Your organisation must provide the service user with the ability to logout from the application, online service, or session following an initial authentication by RealMe service, and this must close the user’s session. This should be in the top right hand header to ensure a consistent user experience.
The label should ideally display “logout”, in order to provide consistency for customers. In some instances, an alternate form such as log out or sign-out may be used, where this is embedded in the underlying application software.
The Password Standard (external link) specifies there must be an inactivity logout from the online service for government agencies and for security purposes, this will apply to all integrated organisations.
Note that some actions, such as filling in forms, may not be detected as activity, so services need to be appropriately designed to avoid users timing out in these circumstances.
Your organisation is responsible for providing appropriate functionality to log out a customer after 15 minutes of inactivity.
For most government online services, there should be a function for users to access RealMe functions to manage their login details in your organisation’s application. This function must only link to the home page of www.realme.govt.nz
A user who has been successfully logging in may not necessarily know how to access the RealMe management functionality from the online service. Your organisation must provide returning users with the RealMe Manage box. The placement of the link may be determined by your organisation – this function could be in the menu or some other reasonably accessible location. Many organisations currently integrated with the RealMe service have used their user profile page as the most appropriate location.

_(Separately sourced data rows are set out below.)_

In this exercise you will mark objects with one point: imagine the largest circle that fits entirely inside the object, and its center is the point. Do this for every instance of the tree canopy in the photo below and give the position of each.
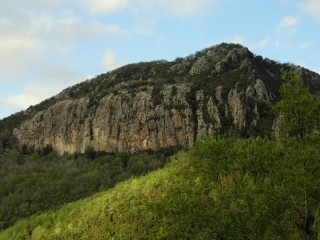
(298, 108)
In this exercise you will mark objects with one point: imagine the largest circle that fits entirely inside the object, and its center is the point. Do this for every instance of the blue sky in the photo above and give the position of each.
(48, 45)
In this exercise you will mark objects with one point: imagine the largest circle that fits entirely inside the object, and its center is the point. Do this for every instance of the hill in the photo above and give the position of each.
(158, 104)
(223, 188)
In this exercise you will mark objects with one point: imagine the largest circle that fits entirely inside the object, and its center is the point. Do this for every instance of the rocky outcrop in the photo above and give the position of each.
(133, 122)
(151, 105)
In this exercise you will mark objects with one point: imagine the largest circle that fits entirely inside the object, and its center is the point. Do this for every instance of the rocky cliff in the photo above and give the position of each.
(142, 106)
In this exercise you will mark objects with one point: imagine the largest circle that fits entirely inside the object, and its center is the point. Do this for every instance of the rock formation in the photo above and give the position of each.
(160, 104)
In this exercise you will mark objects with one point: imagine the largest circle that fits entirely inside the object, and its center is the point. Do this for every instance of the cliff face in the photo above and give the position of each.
(160, 104)
(122, 122)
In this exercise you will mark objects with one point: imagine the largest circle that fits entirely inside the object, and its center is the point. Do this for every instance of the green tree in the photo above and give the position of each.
(298, 109)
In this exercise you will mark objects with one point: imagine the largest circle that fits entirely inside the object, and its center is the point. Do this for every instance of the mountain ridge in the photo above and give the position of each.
(150, 105)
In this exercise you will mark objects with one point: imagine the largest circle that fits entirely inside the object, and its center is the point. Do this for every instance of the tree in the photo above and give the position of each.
(298, 109)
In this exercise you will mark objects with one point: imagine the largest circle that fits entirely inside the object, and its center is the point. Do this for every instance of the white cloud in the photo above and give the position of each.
(238, 39)
(311, 7)
(264, 43)
(105, 6)
(110, 62)
(288, 22)
(18, 54)
(31, 95)
(305, 45)
(182, 8)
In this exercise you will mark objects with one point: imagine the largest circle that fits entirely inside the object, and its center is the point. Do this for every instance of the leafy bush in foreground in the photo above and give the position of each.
(221, 189)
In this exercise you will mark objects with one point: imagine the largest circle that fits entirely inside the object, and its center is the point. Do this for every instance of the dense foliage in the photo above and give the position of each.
(298, 108)
(42, 180)
(223, 188)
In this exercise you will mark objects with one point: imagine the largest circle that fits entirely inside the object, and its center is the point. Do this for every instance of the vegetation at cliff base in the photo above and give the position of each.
(31, 182)
(223, 188)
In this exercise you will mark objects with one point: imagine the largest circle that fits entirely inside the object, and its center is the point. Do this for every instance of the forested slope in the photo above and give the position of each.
(223, 188)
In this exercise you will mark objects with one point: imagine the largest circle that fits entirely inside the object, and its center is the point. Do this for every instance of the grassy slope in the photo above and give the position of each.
(221, 189)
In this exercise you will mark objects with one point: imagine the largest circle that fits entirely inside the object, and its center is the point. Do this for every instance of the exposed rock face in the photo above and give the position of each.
(159, 104)
(123, 122)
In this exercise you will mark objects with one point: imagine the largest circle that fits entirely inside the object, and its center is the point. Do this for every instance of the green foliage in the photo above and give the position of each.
(299, 109)
(41, 180)
(223, 188)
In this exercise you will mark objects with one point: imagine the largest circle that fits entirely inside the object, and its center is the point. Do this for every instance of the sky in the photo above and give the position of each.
(48, 45)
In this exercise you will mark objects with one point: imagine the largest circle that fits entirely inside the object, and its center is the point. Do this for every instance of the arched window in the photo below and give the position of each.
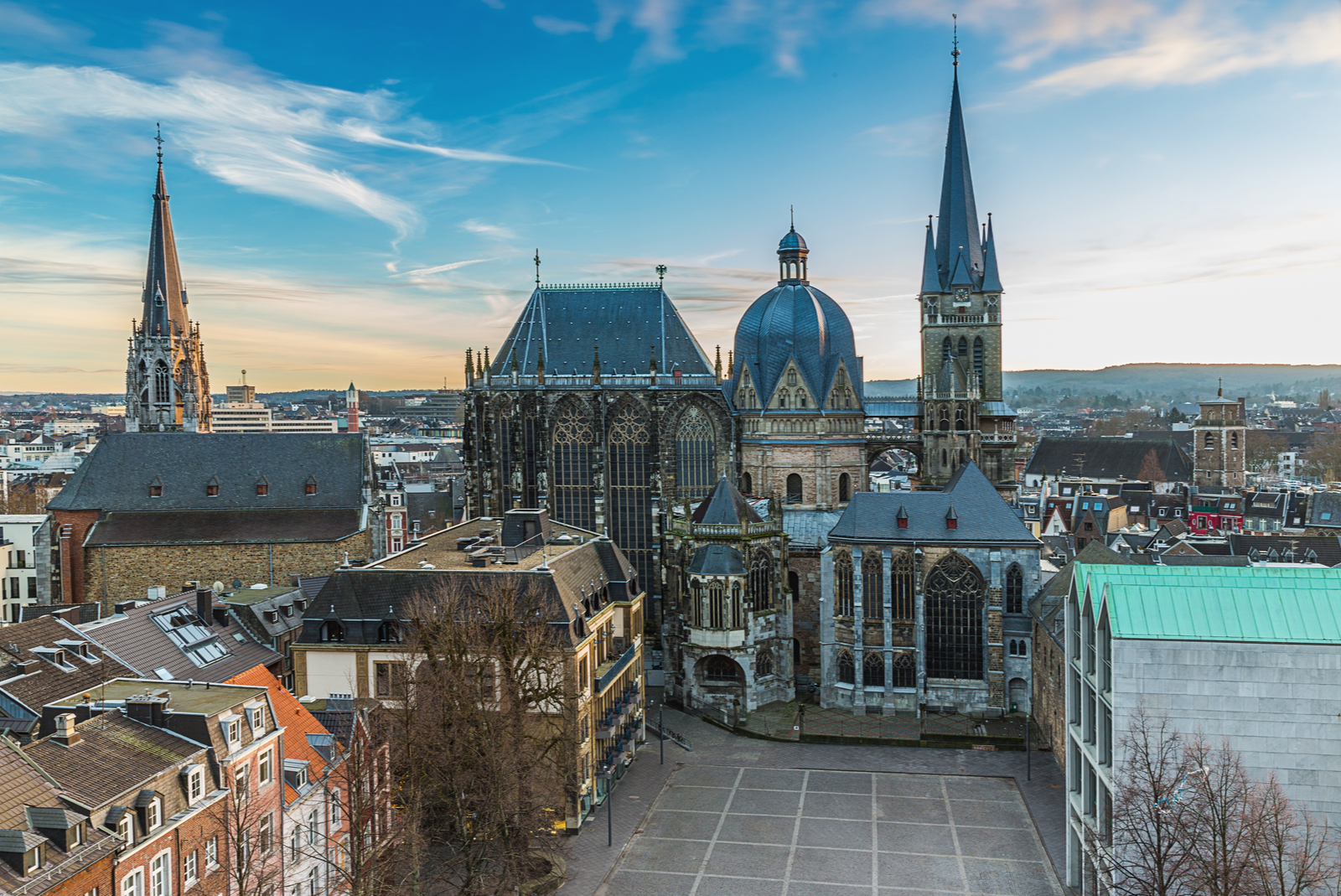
(872, 587)
(842, 583)
(902, 585)
(904, 672)
(954, 597)
(694, 455)
(1014, 590)
(847, 668)
(721, 670)
(761, 581)
(873, 670)
(630, 493)
(573, 442)
(163, 384)
(715, 619)
(764, 664)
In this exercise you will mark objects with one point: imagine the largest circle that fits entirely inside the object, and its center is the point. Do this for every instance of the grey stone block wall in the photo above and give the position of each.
(1276, 703)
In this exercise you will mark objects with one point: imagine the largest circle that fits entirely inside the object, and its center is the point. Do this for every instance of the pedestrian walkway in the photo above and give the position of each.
(590, 860)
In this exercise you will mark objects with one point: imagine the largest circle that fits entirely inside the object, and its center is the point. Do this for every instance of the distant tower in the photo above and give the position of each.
(352, 407)
(960, 388)
(1220, 443)
(167, 382)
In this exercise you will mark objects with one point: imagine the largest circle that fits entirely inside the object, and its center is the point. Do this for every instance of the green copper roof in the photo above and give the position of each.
(1218, 603)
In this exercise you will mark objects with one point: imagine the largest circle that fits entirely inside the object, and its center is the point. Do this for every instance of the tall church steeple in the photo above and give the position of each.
(167, 382)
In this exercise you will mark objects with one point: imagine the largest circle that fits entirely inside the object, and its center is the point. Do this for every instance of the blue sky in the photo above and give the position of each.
(359, 196)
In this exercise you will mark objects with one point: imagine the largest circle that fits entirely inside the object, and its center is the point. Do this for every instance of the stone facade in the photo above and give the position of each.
(125, 573)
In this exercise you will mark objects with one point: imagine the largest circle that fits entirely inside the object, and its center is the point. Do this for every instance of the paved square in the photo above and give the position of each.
(731, 831)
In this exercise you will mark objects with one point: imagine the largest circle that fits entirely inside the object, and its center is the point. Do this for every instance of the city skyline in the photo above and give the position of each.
(344, 214)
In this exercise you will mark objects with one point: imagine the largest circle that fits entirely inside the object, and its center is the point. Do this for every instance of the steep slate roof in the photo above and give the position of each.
(118, 473)
(628, 322)
(1282, 605)
(1110, 458)
(47, 681)
(113, 755)
(294, 717)
(137, 639)
(724, 506)
(982, 514)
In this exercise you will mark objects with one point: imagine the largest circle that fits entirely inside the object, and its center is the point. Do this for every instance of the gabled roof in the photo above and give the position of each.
(629, 324)
(1282, 605)
(117, 474)
(982, 514)
(295, 719)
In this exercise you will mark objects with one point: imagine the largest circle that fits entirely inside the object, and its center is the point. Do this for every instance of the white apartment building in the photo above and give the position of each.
(26, 553)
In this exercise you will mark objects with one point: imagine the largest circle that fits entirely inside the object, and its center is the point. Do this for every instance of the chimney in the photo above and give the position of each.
(66, 733)
(205, 605)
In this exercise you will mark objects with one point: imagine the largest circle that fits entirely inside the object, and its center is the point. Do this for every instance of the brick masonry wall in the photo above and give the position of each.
(114, 574)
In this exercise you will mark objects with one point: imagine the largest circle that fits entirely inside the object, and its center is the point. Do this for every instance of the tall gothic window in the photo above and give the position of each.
(902, 587)
(761, 581)
(904, 672)
(1014, 590)
(872, 587)
(163, 384)
(847, 668)
(630, 495)
(503, 451)
(574, 439)
(842, 583)
(955, 620)
(873, 670)
(694, 453)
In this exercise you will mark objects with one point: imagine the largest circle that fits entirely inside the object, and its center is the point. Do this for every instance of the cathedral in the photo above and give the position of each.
(723, 483)
(167, 382)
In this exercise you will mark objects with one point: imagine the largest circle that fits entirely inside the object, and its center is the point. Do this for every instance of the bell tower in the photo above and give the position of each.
(960, 386)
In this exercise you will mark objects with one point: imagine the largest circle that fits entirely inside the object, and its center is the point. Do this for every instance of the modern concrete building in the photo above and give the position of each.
(1244, 654)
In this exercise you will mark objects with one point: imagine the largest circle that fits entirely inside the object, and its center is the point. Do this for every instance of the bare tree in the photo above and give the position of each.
(487, 726)
(1148, 811)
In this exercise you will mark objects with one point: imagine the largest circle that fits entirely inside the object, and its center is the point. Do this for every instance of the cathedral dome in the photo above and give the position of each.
(795, 324)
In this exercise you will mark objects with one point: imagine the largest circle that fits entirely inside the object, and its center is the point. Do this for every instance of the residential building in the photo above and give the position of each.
(167, 382)
(350, 645)
(188, 774)
(49, 847)
(173, 507)
(26, 547)
(923, 596)
(1193, 644)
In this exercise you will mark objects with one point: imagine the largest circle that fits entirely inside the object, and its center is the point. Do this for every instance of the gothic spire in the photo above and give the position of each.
(958, 227)
(164, 298)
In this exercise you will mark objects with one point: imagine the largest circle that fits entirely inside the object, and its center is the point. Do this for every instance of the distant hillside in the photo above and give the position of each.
(1159, 381)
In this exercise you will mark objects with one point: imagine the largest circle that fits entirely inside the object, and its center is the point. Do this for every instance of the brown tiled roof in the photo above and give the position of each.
(225, 526)
(47, 681)
(113, 755)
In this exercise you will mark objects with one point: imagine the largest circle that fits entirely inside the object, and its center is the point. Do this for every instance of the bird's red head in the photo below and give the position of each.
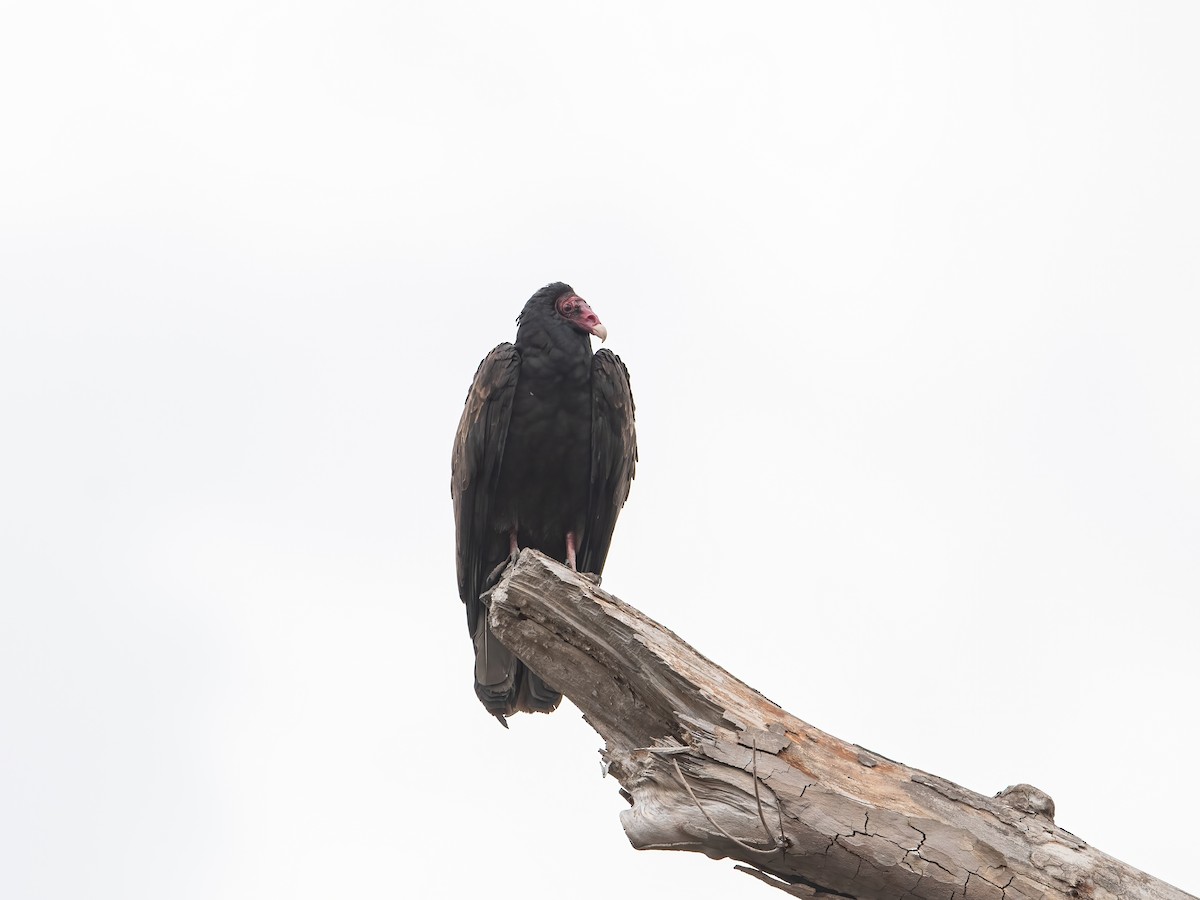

As with the login components, there are three different versions available to cater for different website background colours and blue is the preferred default.
If you can control the format of your organisation’s application pages, then the RealMe ‘Manage’ box must be used as the means to redirect the user to the RealMe manage functions. The user will be required to log in if they want to access their login history or edit their login details.
If your organisation cannot fully control the format of your landing page and application then a basic link (pointing to www.RealMe.govt.nz (external link) and to the Manage page) must be implemented as below:
About RealMe - Manage login
If your online service uses a moderate strength login, consider if more information should be communicated to users. The idea of extra security and RealMe codes (TXT, token and Google Authenticator) will not be familiar to all users.
When a user is redirected from your agency to the RealMe login service to be authenticated at moderate strength, they will be helped through the process of adding a mobile phone for code by TXT if they only have a basic login with username and password.
The basic information for moderate strength users is:
Information about RealMe codes is available on the RealMe website at www.realme.govt.nz. Information is provided to RealMe token users when the token is issued.
Where a token is to be used, your organisation’s registration process must ask users if they already have a RealMe token they can use for access to your service. If so, your organisation must not request RealMe to issue the user with an additional token.
Where the Google Authenticator application is to be used the user must already have enabled RealMe code by TXT and their mobile device must have the application downloaded. Users should also be familiar with how the application works. More information is available on www.realme.govt.nz.
Your organisation will need to associate a user with their user record if you register users before they login for the first time, or you may need to ensure that the person who initiated the online application is the person who completed the evidence of identity process.
Your business requirements may allow an activation code to be used; if so, this code must satisfy the relevant sections of the Password Standard.